De nuevo la dirección del Liceu nos ha tomado el pelo programando como ópera algo que no lo es. La temporada de ópera tiene, en principio, ocho óperas representadas y cuatro conciertos, recitales, ballet o similar. Llamar a lo que se representa ahora en el Liceu ópera es, simplemente, una falta de respeto al público, especialmente a los abonados.
La versión de Mozart del Mesías de Händel une a estudiosos de los dos maestros, y no le gusta a ninguno. Se trata de una obra encargada por Gottfried van Swieten que el maestro austriaco aceptó para ganarse un dinerillo. Además de traducir el texto al alemán, usando textos de la Biblia de Lutero, cambió unos tres quintos de la obra, adaptando una obra en inglés concebida para una orquesta barroca en un lugar público, a una pieza en alemán para ser interpretada en privado con los gustos musicales de la Viena de finales del siglo XVIII. Amplió la orquesta con instrumentos más al gusto de la época, especialmente la sección de viento, introduciendo, por ejemplo, el clarinete, inexistente en las orquestas barrocas.
El resultado recuerda en ocasiones, como es lógico, a la Flauta Mágica, a la Misa en Do menor o incluso al Requiem. La orquestación de Mozart es más sofisticada y completa, sin duda, pero en ocasiones pierde el brillo del metal original. Las piezas más célebres, el Aleluya y el Amén, son perfectamente reconocibles, pero les falta la potencia y brillo del original.
Pero más allá de si Der Messias gusta o no, lo que se perpetra en el Liceu es otro sacrilegio que, además, nos priva de una producción operística de verdad en una temporada yerma de estrellas, y más desde que Kaufmann decidió no venir en junio. Tratar de llevar a escena un oratorio es un ejercicio tan vacuo como innecesario. Además, el Mesías no contiene una narrativa, sino que es una contemplación sobre diferentes aspectos de la vida del Mesías cristiano. Es imposible dramatizar una sucesión de cuadros. La estética visual no es mala, pero no encaja con nada.
La orquesta del Liceu, a tope
Pero si el concepto es complejo, entendible solo para audiencias que consumen mucha, mucha música clásica como Salzburgo, hay escenas que, simplemente, rozan el ridículo. No es de recibo que la soprano se tenga que tirar un vaso de agua por la cabeza mientras canta, que el tenor se ponga a bailar la música como si se tratase de una verbena, que el bajo salga disfrazado de japonés, que un bailarín haga no se sabe el qué, siendo lamentable su performance de astronauta en plena interpretación del Aleluya, o que el coro vaya vestido, y maquillado, cual fantoche y deambule entre la escena y el foso, perdiendo sonoridad en una buena parte de la representación.
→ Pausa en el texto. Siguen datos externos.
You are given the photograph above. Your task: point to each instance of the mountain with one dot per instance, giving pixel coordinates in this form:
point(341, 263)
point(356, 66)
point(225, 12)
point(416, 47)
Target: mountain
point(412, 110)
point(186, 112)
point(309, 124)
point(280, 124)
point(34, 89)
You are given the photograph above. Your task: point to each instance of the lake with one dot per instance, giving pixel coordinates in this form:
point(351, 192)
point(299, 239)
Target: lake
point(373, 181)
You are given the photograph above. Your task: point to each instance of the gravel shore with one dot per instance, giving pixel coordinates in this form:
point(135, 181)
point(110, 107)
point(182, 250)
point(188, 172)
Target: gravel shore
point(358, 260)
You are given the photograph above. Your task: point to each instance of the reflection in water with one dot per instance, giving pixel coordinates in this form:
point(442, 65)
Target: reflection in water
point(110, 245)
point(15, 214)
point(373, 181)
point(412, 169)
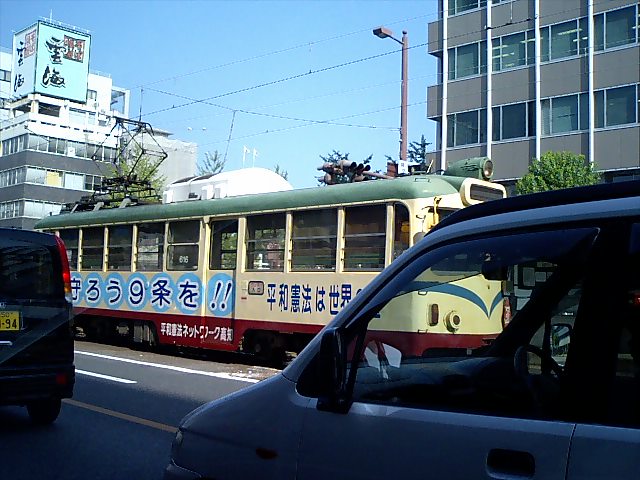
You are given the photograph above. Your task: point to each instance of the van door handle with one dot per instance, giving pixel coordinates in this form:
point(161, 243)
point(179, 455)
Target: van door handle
point(502, 462)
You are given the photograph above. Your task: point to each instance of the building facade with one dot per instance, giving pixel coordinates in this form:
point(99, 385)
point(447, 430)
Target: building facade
point(519, 78)
point(57, 147)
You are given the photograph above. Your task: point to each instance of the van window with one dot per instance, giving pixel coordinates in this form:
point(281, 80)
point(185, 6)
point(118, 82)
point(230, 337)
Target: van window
point(27, 270)
point(432, 343)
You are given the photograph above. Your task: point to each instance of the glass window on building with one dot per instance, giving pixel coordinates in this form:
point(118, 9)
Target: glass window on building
point(466, 128)
point(314, 239)
point(91, 256)
point(616, 28)
point(74, 181)
point(460, 6)
point(364, 237)
point(620, 27)
point(510, 51)
point(265, 242)
point(150, 247)
point(564, 114)
point(514, 120)
point(183, 245)
point(119, 251)
point(467, 60)
point(92, 182)
point(70, 240)
point(564, 40)
point(615, 106)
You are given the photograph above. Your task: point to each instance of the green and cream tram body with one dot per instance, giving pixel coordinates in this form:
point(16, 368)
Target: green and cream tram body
point(263, 273)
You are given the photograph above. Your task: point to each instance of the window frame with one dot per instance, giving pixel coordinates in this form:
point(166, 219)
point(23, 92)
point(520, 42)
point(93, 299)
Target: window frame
point(259, 255)
point(184, 248)
point(364, 240)
point(305, 239)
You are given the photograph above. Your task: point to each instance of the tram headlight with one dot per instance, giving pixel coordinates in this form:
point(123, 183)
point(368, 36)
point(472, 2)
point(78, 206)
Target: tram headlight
point(452, 321)
point(177, 444)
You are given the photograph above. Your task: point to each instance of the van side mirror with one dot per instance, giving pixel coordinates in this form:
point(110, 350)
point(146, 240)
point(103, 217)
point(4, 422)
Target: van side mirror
point(492, 270)
point(560, 338)
point(332, 372)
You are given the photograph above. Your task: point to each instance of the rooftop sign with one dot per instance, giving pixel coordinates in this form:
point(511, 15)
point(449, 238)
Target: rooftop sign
point(51, 60)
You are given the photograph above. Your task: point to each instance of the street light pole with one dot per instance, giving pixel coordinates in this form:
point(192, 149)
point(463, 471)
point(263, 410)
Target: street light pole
point(405, 95)
point(383, 32)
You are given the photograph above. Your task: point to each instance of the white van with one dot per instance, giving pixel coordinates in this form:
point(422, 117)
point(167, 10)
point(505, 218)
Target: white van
point(555, 395)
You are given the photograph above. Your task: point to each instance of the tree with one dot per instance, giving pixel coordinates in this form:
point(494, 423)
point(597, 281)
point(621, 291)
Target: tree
point(555, 170)
point(212, 163)
point(418, 153)
point(281, 171)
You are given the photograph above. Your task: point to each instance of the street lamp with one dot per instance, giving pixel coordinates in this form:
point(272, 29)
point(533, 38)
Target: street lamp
point(383, 32)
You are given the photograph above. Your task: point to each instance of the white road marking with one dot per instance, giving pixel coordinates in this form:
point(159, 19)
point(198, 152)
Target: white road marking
point(226, 376)
point(105, 377)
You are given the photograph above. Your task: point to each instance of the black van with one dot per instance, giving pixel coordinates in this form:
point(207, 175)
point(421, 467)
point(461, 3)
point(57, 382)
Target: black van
point(36, 339)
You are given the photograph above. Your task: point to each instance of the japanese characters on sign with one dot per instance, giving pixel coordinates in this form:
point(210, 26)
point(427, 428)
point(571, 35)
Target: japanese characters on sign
point(24, 62)
point(186, 294)
point(51, 60)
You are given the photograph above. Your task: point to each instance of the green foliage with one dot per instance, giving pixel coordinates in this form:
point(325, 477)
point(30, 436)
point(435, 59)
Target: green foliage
point(417, 153)
point(555, 170)
point(212, 163)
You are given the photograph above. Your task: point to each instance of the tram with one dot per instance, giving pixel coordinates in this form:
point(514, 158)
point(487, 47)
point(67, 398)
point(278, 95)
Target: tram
point(264, 272)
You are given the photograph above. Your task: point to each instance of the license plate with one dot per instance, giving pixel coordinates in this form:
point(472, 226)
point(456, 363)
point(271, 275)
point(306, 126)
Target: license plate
point(9, 321)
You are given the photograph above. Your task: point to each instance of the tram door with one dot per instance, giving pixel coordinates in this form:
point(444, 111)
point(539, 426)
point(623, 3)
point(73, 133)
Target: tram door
point(221, 283)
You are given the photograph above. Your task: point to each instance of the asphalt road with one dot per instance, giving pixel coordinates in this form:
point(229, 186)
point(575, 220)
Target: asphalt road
point(120, 422)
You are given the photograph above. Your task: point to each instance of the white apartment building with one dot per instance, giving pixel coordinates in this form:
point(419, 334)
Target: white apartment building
point(57, 146)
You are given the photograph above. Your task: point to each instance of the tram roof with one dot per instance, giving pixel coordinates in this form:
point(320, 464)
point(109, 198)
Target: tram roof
point(402, 188)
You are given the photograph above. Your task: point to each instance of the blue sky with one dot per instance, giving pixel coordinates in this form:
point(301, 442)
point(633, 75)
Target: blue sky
point(282, 66)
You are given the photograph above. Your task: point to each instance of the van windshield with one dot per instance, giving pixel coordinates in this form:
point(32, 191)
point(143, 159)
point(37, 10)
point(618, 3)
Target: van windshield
point(27, 270)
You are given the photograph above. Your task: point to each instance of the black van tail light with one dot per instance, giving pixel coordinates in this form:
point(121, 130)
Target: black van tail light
point(62, 379)
point(506, 312)
point(435, 314)
point(66, 272)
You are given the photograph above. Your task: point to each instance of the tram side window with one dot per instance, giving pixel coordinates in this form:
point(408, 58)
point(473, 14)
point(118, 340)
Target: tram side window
point(401, 229)
point(92, 248)
point(364, 239)
point(265, 242)
point(224, 245)
point(150, 247)
point(70, 239)
point(184, 238)
point(119, 252)
point(314, 238)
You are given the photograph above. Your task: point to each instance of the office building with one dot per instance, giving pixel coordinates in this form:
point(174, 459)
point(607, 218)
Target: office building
point(59, 129)
point(519, 78)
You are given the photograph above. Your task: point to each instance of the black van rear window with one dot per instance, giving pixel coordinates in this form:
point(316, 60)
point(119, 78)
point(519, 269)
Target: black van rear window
point(27, 271)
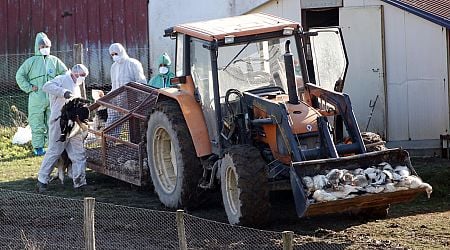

La dirección musical, al estilo de Pons, que al menos ya sabemos que marcha. La orquesta totalmente inmisericorde con los cantantes, algunos cortos de voz, e incluso con el coro, a quien llega a opacar. Pons pone a la orquesta del Liceu a todo volumen y el que quiera y pueda que le siga.
De los cuatro solistas destaca sin duda la soprano, Julia Lezhneva, a pesar de la auto ducha que tiene que infligirse y lo tieso de su artificial posición durante el 90% del tiempo que está en escena. Los otros tres solistas, mucho más flojos. El tenor, Richard Croft, ya no es el que era, además de tener que bailar de manera algo boba con la cara pintada cual payaso durante una buena parte de tiempo, a Kate Lindsey, disfrazada de la dama de la noche de la flauta mágica, le falta volumen, y el bajo Krešimir Stražanac es, probablemente, el más justito de los cuatro, incluso con problemas de afinación.
En resumen, una producción que no aporta nada y que para un teatro tan limitado en oferta como el nuestro, no tiene sentido alguno que se programe. Esto no es una ópera, ni debería contar como tal en el abono.